How to add a new transcription, transliteration or alternative script

This article explains how to add a new transcription, transliteration or alternative script on Tatoeba. We will further refer to these three terms as “transcriptions” in this article because they are technically handled the same way on Tatoeba. The goal of transcriptions is to allow people to read sentences using a different writing system.

Warning

This article is subject to change.

Requirements

Members may request the addition of new transcriptions by posting a message on the Wall. There are a few requirements.

  • The writing system must have an identified ISO 15924 code. It’s a 4-letter code that identify scripts.

  • If there are no existing transcriptions for the language, the ISO 15924 code of the script used in existing sentences must be identified as well.

  • A link to a page (like a Wikipedia article) that explains the transcription system and shows that it is used in real-life. You may as well comment on the transcription to argue how useful would it be for Tatoeba to have it.

  • A list of a substantial amount of transcription pairs. A transcription pair is a sentence and its expected transcription. A “substantial amount” means it shows how the transcription system works as fully as possible, and that the more, the better. The list will be used by developers to ensure the transcription algorithm works and maintain it without having to be experts in the transcription themselves. It should ideally include both real-life examples of transcriptions as well as “edge-case transcriptions” that show particular cases the algorithm should handle. Try to think hard about all the possibilities. A few hints: how to handle proper nouns, punctuation?

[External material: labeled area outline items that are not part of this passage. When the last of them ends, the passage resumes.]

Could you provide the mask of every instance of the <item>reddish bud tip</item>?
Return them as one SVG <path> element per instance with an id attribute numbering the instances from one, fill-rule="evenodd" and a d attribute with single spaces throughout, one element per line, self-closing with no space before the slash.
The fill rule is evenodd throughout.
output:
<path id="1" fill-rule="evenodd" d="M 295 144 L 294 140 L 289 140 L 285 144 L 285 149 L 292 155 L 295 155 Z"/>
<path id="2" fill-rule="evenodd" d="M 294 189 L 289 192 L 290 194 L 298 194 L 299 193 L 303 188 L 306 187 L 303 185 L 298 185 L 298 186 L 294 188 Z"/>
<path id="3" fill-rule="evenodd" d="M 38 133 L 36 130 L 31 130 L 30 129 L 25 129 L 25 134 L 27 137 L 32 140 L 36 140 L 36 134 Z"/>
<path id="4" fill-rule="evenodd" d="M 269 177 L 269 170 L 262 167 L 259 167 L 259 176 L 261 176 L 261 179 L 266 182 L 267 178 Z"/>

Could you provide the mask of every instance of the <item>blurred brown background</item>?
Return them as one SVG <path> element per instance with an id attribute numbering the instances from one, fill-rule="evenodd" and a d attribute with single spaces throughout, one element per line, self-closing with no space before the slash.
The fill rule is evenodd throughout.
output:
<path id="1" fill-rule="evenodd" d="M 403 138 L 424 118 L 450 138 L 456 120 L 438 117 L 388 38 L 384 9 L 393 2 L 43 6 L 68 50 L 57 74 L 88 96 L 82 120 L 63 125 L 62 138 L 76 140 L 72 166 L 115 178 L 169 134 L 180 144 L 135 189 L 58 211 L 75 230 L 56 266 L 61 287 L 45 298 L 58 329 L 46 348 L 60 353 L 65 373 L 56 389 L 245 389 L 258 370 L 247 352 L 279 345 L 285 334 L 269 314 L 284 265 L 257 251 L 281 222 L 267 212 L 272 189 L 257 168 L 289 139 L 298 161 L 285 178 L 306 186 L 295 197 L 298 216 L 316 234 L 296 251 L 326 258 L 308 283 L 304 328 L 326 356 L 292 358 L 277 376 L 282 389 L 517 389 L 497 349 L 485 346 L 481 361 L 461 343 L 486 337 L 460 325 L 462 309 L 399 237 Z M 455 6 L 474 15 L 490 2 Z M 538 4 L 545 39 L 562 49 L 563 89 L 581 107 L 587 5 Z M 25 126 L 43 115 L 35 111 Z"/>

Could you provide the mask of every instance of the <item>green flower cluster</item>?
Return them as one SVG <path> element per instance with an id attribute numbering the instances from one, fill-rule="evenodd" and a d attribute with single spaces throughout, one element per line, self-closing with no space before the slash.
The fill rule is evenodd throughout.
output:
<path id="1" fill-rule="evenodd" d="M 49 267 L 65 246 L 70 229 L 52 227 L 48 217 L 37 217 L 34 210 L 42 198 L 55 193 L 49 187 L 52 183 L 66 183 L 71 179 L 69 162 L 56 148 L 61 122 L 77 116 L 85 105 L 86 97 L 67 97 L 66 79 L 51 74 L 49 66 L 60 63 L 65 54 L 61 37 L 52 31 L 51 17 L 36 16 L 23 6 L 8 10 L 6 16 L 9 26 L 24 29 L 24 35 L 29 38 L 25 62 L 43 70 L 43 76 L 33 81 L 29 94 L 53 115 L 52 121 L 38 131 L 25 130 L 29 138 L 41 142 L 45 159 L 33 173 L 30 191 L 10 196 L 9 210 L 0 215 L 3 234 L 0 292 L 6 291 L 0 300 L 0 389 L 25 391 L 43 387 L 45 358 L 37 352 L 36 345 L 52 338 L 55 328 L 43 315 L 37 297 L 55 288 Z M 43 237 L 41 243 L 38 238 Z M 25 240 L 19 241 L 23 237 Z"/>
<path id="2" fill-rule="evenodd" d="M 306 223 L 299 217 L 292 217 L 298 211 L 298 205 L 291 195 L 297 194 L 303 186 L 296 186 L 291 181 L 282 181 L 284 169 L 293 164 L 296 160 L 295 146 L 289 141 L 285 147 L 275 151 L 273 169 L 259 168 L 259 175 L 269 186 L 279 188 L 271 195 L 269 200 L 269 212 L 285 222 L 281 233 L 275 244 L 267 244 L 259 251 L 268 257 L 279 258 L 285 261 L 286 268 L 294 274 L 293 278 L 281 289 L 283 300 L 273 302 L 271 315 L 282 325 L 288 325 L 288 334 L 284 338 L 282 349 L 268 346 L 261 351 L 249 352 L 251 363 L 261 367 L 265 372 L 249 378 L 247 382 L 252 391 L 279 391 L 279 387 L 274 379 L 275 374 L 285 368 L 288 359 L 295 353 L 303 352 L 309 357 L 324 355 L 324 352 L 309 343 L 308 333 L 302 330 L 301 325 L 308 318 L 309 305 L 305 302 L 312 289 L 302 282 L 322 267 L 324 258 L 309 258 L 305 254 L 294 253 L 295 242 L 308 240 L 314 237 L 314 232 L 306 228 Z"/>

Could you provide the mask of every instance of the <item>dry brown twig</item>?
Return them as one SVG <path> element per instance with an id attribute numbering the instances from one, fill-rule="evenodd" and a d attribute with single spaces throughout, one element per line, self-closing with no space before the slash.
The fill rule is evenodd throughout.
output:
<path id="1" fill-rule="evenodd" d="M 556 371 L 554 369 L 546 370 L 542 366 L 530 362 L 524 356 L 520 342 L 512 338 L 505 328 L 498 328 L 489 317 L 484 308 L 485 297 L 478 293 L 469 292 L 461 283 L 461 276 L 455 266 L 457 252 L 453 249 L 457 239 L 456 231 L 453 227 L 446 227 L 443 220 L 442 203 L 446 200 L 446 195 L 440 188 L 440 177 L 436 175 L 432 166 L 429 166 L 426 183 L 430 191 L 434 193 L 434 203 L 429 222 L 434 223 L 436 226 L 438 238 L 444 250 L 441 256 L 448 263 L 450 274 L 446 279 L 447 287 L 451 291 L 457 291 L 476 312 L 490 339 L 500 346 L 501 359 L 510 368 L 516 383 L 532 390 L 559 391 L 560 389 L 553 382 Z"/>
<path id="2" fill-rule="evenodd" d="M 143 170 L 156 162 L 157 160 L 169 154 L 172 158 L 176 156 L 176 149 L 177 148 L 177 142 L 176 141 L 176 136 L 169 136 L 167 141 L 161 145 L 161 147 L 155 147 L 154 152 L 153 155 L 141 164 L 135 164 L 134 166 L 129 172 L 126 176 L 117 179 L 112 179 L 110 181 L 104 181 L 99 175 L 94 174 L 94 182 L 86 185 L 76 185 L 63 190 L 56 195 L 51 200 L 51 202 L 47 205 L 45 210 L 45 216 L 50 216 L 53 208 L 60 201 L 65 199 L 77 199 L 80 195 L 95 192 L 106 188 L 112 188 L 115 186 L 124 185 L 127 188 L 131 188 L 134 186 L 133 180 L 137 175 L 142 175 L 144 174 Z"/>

Autogenerated transcriptions

We provide autogenerated transcriptions for each language we allow transcriptions in. It means a piece of software reads original sentences and converts them into the target script as soon as they are modified or added. You can see whether a transcription has been autogenerated or further edited by contributors by mouse hovering it.

Depending on the quality, accuracy and reliableness of the software used, autogenerated transcriptions may be further editable by contributors or displayed with a warning icon. Editable transcriptions are marked with a pen icon on the left (which may appear disabled depending on your particular edition rights on a particular transcription). No pen means the transcription is not editable at all (or that you're not logged in).

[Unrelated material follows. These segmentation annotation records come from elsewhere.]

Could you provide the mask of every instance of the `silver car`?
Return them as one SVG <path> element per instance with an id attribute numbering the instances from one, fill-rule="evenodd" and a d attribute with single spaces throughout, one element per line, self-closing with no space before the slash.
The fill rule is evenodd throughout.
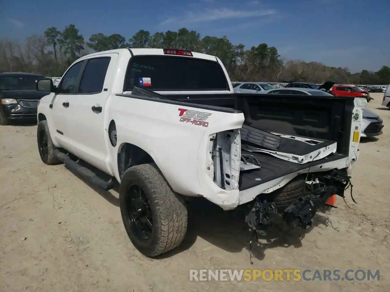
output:
<path id="1" fill-rule="evenodd" d="M 235 93 L 260 93 L 275 88 L 268 83 L 262 82 L 243 82 L 236 86 L 233 90 Z"/>

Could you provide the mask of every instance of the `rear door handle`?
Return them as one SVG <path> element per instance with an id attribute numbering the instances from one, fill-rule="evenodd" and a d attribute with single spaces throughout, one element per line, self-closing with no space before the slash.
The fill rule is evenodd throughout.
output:
<path id="1" fill-rule="evenodd" d="M 101 106 L 94 106 L 91 108 L 92 109 L 92 111 L 94 113 L 101 113 Z"/>

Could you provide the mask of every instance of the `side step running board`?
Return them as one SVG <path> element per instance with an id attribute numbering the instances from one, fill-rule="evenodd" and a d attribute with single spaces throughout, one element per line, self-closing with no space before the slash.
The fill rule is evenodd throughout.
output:
<path id="1" fill-rule="evenodd" d="M 277 135 L 246 125 L 243 125 L 240 132 L 242 141 L 269 150 L 277 149 L 282 139 Z"/>
<path id="2" fill-rule="evenodd" d="M 85 180 L 90 183 L 99 188 L 106 191 L 111 190 L 114 187 L 114 180 L 110 179 L 106 181 L 99 177 L 95 172 L 87 167 L 81 165 L 72 160 L 69 155 L 58 150 L 54 150 L 54 156 L 65 165 L 65 167 L 73 171 Z"/>

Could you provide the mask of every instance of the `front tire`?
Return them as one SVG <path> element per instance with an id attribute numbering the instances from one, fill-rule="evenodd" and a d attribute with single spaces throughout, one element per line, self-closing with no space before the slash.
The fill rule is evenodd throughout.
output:
<path id="1" fill-rule="evenodd" d="M 53 142 L 50 136 L 47 121 L 41 121 L 38 124 L 37 140 L 39 155 L 44 163 L 50 165 L 60 162 L 54 156 L 55 147 L 53 144 Z"/>
<path id="2" fill-rule="evenodd" d="M 144 255 L 156 257 L 183 241 L 188 221 L 184 200 L 171 189 L 155 164 L 128 169 L 119 195 L 126 232 Z"/>

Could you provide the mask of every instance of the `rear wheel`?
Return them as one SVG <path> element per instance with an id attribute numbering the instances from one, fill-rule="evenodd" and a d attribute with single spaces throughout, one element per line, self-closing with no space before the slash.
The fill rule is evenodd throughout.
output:
<path id="1" fill-rule="evenodd" d="M 153 257 L 166 252 L 184 239 L 188 222 L 184 200 L 155 165 L 135 165 L 124 172 L 119 204 L 126 232 L 144 255 Z"/>
<path id="2" fill-rule="evenodd" d="M 284 210 L 305 193 L 305 176 L 297 177 L 273 192 L 273 202 L 278 211 Z"/>
<path id="3" fill-rule="evenodd" d="M 55 147 L 53 144 L 46 121 L 41 121 L 38 124 L 37 140 L 39 155 L 43 163 L 46 164 L 58 163 L 59 161 L 54 156 Z"/>

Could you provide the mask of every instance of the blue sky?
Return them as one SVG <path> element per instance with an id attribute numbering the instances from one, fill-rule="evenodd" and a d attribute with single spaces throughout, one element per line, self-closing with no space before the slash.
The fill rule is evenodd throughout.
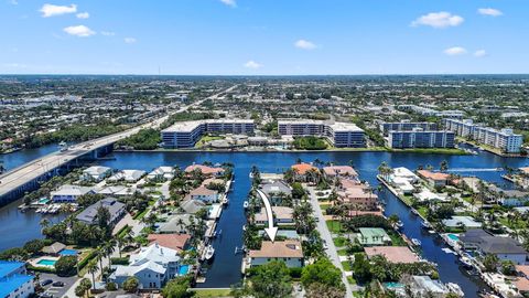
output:
<path id="1" fill-rule="evenodd" d="M 3 74 L 529 73 L 527 0 L 0 0 Z"/>

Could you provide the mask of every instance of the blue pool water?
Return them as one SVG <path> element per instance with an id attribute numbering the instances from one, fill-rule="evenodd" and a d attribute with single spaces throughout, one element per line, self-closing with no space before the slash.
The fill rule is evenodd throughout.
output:
<path id="1" fill-rule="evenodd" d="M 76 256 L 77 251 L 75 251 L 75 249 L 63 249 L 58 254 L 62 255 L 62 256 Z"/>
<path id="2" fill-rule="evenodd" d="M 186 275 L 190 272 L 190 265 L 182 265 L 179 269 L 179 275 Z"/>
<path id="3" fill-rule="evenodd" d="M 45 265 L 45 266 L 55 266 L 55 263 L 57 263 L 55 259 L 43 258 L 43 259 L 39 260 L 36 264 Z"/>
<path id="4" fill-rule="evenodd" d="M 460 237 L 457 237 L 457 235 L 455 235 L 455 234 L 449 234 L 449 238 L 451 238 L 453 241 L 460 241 Z"/>

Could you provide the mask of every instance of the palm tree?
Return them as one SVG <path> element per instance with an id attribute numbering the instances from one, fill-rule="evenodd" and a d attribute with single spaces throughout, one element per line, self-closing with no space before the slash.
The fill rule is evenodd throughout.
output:
<path id="1" fill-rule="evenodd" d="M 97 263 L 95 260 L 90 260 L 87 265 L 87 270 L 89 274 L 91 274 L 91 285 L 94 285 L 94 289 L 96 289 Z"/>

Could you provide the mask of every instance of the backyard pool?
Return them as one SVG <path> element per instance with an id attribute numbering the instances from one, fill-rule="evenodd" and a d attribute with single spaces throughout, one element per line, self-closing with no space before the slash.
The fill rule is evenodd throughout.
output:
<path id="1" fill-rule="evenodd" d="M 36 264 L 44 265 L 44 266 L 55 266 L 56 262 L 57 262 L 56 259 L 43 258 L 43 259 L 39 260 Z"/>
<path id="2" fill-rule="evenodd" d="M 76 256 L 77 251 L 75 251 L 75 249 L 63 249 L 58 254 L 62 255 L 62 256 Z"/>
<path id="3" fill-rule="evenodd" d="M 179 269 L 179 275 L 186 275 L 190 272 L 190 265 L 182 265 Z"/>

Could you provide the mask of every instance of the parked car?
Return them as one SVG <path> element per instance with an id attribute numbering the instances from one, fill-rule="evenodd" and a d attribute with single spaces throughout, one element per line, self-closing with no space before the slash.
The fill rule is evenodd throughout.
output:
<path id="1" fill-rule="evenodd" d="M 50 285 L 50 284 L 52 284 L 52 283 L 53 283 L 52 279 L 44 279 L 44 280 L 41 281 L 41 286 L 44 287 L 44 286 L 47 286 L 47 285 Z"/>
<path id="2" fill-rule="evenodd" d="M 55 281 L 52 284 L 52 286 L 54 287 L 64 287 L 64 283 L 63 281 Z"/>

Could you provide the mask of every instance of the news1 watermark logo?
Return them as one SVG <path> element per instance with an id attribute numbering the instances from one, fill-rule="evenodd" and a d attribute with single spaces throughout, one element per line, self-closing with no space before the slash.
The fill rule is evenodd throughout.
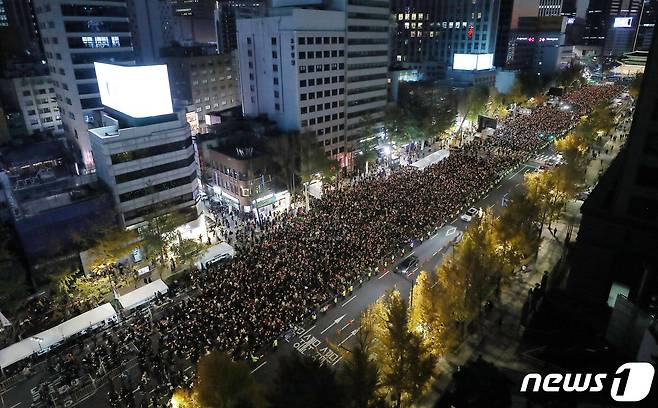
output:
<path id="1" fill-rule="evenodd" d="M 609 388 L 615 401 L 638 402 L 651 392 L 654 373 L 650 363 L 622 364 L 611 378 L 606 373 L 531 373 L 523 378 L 521 392 L 601 392 Z"/>

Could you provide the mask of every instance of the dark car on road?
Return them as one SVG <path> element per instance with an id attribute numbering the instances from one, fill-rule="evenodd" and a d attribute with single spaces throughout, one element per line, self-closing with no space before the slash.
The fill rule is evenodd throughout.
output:
<path id="1" fill-rule="evenodd" d="M 416 266 L 418 266 L 418 257 L 416 255 L 410 255 L 402 260 L 398 264 L 398 266 L 395 267 L 395 272 L 397 273 L 409 273 L 411 272 Z"/>

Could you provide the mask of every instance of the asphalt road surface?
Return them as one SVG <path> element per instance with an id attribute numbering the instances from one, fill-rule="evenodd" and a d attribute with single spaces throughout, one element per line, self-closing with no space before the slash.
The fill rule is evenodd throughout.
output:
<path id="1" fill-rule="evenodd" d="M 482 198 L 474 203 L 475 208 L 492 208 L 494 212 L 500 211 L 503 197 L 511 189 L 523 181 L 523 175 L 535 171 L 548 159 L 555 157 L 553 146 L 540 151 L 533 159 L 521 164 L 509 172 L 497 186 L 490 191 L 483 192 Z M 438 222 L 438 220 L 437 220 Z M 369 305 L 379 299 L 387 290 L 398 289 L 403 297 L 408 298 L 413 280 L 420 271 L 435 270 L 442 262 L 443 256 L 451 249 L 451 243 L 460 236 L 467 223 L 456 217 L 426 241 L 413 250 L 419 258 L 419 265 L 407 275 L 401 275 L 389 268 L 388 272 L 380 273 L 363 283 L 362 287 L 354 287 L 352 293 L 341 298 L 326 313 L 318 314 L 317 320 L 307 319 L 302 326 L 295 327 L 286 338 L 279 339 L 277 350 L 270 350 L 262 355 L 259 361 L 252 365 L 252 372 L 258 379 L 268 382 L 276 374 L 278 360 L 288 353 L 300 353 L 316 358 L 318 364 L 328 364 L 337 367 L 341 363 L 339 354 L 335 353 L 329 343 L 339 347 L 352 346 L 355 335 L 359 330 L 359 315 Z M 130 350 L 130 348 L 126 348 Z M 155 390 L 153 385 L 137 388 L 139 371 L 136 354 L 127 351 L 120 356 L 123 362 L 123 372 L 113 372 L 109 378 L 101 382 L 94 382 L 83 389 L 77 390 L 74 404 L 79 407 L 109 407 L 107 395 L 111 380 L 115 384 L 134 384 L 133 393 L 137 401 L 160 397 L 166 394 L 165 390 Z M 189 363 L 188 363 L 189 364 Z M 191 374 L 191 365 L 181 365 L 181 370 Z M 128 380 L 127 380 L 128 379 Z M 27 408 L 32 405 L 33 390 L 45 381 L 43 373 L 30 376 L 27 380 L 17 384 L 6 384 L 0 390 L 0 408 Z"/>
<path id="2" fill-rule="evenodd" d="M 497 186 L 485 192 L 473 207 L 491 208 L 494 212 L 499 212 L 503 208 L 503 197 L 523 182 L 525 173 L 536 171 L 546 161 L 555 158 L 556 153 L 552 145 L 541 150 L 531 160 L 507 174 Z M 269 382 L 276 376 L 279 359 L 288 353 L 313 357 L 318 364 L 333 367 L 340 365 L 341 357 L 333 351 L 330 344 L 349 349 L 359 330 L 359 316 L 387 290 L 398 289 L 401 296 L 408 299 L 411 285 L 418 274 L 421 271 L 436 270 L 444 255 L 451 251 L 453 241 L 462 234 L 467 225 L 467 222 L 456 217 L 407 255 L 414 254 L 419 258 L 419 266 L 408 274 L 398 274 L 390 270 L 394 268 L 389 268 L 388 272 L 371 278 L 361 288 L 355 288 L 326 314 L 318 315 L 317 320 L 307 319 L 303 326 L 295 327 L 288 337 L 279 340 L 277 350 L 263 355 L 253 364 L 252 373 L 261 381 Z"/>

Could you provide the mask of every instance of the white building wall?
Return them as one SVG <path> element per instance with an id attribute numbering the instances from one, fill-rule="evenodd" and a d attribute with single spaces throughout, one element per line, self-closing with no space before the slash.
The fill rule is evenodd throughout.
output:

Developers decide whether a given type of transcription is made editable or not after consulting contributors and checking accuracy against the provided list of transcription pairs. Editable transcriptions usually meet the following requirements:

  • The format of the transcription (syntax, etc.) is clearly defined. If it's not, it's more desirable not to allow edition until a format has been agreed upon, in order to avoid inconsistencies.

  • The autogeneration software is mostly reliable but produces errors from times to times. If it's rather not reliable, edition may be prevented because it would require too much human work from contributors to fix all the transcriptions. If it's near-100% perfect, edition may be prevented as well unless it produces substantial errors.